National Stuttering Association

Ronan MillerPostdoctoral Research Assistant

    Ronan Miller

    Nottingham, United Kingdom
    Postdoctoral Research Assistant
    University of Reading

    Briefly describe your daily job duties.
    The project I am currently working on is focused on developing and testing a mobile app to support people who stutter. I feel very grateful to do research into stuttering and particularly into new ways that we can support the stuttering community around the world. My day is normally spent reading research conducted in various different areas, planning and organizing our next research study, and talking to people who stutter about their day-to-day lives and experiences.

    As a person who stutters, share the most challenging part of your job.
    I have daily meetings over video calls but they aren’t too much of a problem now, I have become accustomed to them after my time as part of the hosting team at Stutter Social. I think the most challenging part of my job is thinking of ways that we can support people who stutter in the present, whilst working to breakdown barriers so that stuttering won’t hold people back in the future.

    What are your long-term career aspirations?
    For many years I taught English as a foreign language and I would love to return to teaching again, particularly to support students who stutter. My dream is to work in some kind of super lab that combines stuttering research, activism, support, and teaching!

    Did you self-disclose your stuttering during the job hiring process?
    In lots of ways, stuttering is an advantage for me at this point in my life; I work with many other people who stutter and we talk about it openly on a daily basis. Whenever I meet anyone new I am also very open about stuttering, it is never a problem. I let people know my name, my position, that I stutter and that it’s no problem. I am aware some people have had no contact before with people who stutter, or don’t know how to respond to stuttering, so I feel a responsibility to let people know that this is how I speak and that it’s ok.

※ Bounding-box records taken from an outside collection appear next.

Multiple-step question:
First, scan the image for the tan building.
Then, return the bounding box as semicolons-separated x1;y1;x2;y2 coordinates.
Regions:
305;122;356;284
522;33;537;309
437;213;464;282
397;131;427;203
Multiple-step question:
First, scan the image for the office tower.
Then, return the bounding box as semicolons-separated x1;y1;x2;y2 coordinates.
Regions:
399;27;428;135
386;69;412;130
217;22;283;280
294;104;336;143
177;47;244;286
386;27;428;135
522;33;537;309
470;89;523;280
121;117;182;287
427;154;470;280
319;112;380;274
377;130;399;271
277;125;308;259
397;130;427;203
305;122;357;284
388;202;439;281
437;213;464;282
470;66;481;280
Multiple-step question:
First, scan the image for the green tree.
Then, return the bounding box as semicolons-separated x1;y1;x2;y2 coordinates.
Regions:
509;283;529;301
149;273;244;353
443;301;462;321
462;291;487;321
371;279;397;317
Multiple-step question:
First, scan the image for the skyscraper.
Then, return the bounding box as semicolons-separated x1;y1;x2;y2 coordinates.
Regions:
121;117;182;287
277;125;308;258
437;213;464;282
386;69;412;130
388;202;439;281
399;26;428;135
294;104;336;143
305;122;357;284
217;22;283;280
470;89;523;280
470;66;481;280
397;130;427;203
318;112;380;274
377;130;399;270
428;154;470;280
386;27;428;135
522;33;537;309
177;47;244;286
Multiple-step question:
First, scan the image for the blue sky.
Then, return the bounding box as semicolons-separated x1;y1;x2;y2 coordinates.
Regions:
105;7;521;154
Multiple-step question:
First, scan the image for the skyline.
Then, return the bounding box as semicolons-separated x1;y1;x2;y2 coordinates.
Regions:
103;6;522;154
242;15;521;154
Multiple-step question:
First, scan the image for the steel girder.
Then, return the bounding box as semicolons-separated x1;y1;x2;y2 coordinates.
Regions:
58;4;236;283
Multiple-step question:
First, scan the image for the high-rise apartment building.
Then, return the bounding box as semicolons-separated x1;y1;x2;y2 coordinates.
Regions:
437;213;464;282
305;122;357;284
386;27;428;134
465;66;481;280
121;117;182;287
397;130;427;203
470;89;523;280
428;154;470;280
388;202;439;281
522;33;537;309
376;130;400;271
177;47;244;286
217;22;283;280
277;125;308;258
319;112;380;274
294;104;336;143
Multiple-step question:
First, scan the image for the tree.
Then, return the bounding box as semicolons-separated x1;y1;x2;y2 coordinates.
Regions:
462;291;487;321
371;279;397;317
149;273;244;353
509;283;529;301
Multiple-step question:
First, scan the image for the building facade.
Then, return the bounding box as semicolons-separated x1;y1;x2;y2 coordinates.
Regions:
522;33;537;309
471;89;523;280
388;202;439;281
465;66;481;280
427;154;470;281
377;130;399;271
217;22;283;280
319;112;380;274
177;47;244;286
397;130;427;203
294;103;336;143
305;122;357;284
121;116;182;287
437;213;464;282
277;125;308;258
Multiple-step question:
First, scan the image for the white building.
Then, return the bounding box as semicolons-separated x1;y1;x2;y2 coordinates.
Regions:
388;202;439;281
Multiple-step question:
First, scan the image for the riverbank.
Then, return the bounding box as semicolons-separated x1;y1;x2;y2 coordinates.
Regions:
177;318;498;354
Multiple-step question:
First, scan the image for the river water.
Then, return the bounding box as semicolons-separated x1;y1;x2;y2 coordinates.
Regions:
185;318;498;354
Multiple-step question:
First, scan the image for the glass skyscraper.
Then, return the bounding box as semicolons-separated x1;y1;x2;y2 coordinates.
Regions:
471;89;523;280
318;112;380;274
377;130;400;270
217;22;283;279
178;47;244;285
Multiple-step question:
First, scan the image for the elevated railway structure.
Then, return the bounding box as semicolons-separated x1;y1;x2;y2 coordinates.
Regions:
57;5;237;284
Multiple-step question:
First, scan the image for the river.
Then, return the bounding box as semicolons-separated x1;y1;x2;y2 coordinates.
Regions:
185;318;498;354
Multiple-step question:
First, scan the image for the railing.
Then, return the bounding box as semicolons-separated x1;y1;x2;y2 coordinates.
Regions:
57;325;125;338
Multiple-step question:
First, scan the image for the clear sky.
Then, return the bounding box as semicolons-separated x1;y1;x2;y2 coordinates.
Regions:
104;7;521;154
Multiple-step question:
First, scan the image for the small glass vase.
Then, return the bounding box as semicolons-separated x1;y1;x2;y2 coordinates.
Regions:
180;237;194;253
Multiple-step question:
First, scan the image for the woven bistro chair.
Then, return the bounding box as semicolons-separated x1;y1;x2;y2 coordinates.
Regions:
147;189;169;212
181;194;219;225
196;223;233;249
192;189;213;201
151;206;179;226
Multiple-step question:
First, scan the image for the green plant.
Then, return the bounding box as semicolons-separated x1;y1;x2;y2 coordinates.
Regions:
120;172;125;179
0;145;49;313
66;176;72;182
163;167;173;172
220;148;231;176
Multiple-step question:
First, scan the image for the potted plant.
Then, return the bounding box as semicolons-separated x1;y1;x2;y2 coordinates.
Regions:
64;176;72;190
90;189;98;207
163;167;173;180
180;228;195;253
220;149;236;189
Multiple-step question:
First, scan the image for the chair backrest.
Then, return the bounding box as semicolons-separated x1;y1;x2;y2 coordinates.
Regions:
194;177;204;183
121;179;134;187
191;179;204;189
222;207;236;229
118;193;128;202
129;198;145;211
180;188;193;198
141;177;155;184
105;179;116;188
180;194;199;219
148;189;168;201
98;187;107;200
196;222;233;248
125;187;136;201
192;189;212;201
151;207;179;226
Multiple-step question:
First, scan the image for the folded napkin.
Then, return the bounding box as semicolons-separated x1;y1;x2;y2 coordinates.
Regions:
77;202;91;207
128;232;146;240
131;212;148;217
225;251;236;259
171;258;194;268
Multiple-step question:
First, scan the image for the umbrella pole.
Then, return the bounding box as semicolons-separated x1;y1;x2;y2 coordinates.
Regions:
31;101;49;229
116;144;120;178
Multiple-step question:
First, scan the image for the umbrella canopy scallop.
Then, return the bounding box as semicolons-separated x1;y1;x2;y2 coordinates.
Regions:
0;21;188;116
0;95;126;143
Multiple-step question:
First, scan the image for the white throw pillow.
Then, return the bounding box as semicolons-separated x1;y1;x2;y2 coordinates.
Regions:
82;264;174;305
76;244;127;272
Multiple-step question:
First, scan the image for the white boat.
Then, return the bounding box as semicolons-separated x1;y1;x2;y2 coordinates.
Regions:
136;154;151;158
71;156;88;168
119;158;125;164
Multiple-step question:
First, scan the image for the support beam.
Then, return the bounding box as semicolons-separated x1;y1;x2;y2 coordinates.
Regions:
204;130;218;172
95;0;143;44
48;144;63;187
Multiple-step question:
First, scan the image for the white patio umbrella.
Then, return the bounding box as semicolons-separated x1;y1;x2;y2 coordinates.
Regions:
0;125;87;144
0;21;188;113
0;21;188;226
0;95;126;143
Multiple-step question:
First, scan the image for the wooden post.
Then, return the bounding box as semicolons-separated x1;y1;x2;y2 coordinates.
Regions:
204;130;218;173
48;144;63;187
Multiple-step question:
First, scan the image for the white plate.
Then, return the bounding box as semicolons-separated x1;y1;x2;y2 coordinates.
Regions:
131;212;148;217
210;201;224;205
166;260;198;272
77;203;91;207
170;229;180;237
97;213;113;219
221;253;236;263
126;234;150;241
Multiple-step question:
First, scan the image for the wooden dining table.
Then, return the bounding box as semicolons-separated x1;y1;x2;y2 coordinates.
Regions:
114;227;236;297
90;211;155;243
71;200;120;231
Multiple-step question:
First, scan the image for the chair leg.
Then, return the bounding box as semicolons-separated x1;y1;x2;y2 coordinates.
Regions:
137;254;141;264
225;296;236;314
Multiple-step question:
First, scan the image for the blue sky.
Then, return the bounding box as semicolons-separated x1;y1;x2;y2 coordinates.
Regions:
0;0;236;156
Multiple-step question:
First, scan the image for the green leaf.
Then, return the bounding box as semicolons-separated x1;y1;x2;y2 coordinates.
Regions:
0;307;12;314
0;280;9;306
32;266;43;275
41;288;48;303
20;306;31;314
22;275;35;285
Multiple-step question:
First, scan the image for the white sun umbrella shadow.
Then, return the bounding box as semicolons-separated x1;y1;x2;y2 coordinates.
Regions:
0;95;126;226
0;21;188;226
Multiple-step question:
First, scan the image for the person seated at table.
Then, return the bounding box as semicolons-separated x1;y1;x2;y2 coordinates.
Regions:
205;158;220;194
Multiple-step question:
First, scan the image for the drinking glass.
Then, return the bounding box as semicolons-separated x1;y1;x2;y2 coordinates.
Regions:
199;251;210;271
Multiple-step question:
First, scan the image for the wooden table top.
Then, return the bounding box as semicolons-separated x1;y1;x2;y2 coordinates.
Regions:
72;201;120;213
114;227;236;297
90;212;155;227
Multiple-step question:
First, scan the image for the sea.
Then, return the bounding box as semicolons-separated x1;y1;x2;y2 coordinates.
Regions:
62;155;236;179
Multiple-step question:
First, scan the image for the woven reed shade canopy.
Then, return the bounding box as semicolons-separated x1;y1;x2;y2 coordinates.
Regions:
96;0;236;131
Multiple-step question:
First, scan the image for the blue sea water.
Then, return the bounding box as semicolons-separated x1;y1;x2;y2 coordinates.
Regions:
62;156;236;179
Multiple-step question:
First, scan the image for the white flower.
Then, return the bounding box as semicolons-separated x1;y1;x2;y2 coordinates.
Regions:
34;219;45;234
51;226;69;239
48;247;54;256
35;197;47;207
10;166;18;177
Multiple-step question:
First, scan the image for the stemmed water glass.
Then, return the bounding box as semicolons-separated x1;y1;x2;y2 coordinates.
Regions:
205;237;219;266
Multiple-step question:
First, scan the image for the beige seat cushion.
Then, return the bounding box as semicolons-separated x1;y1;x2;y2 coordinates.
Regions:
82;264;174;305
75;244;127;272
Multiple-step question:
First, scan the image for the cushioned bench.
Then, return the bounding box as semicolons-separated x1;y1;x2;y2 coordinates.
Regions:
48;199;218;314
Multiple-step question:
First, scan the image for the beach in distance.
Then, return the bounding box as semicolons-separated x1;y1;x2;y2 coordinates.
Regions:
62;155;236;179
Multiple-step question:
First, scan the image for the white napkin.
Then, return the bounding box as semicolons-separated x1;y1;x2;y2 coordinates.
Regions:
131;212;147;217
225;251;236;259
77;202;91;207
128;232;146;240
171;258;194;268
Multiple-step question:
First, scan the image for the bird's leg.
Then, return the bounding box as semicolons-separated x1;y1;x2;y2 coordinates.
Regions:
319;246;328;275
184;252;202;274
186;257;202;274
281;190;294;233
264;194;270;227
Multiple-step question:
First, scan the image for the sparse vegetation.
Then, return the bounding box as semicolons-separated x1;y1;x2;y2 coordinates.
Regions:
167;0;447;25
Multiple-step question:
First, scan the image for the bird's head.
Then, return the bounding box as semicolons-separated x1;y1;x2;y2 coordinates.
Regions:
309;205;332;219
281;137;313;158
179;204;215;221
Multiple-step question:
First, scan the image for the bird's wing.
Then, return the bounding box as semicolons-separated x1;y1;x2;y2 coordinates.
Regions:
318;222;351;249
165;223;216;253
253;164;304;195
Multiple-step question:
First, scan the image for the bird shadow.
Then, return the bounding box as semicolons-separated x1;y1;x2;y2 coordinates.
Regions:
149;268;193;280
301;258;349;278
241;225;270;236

    Describe how stuttering makes you a better, more valued contributor at work.
    My stuttering is a valuable aspect of my contribution at work, it allows me to offer personal, lived insight and to connect with others who also stutter. It has also taught me that communication is not always straightforward, but that patience and respect go a long way to helping others (whether they stutter or not) to feel comfortable.

    What’s your best advice for people who stutter just entering the workplace and for those in a career striving to achieve greater success?
    I would encourage people to be open about their stuttering, it can be difficult but by doing so you demonstrate leadership, integrity, and resilience, all of which are valuable characteristics in any working environment. My feeling is that people who stutter enrich workplaces and if we can be open about our stuttering we help to foster an atmosphere in which others can be open and vulnerable too.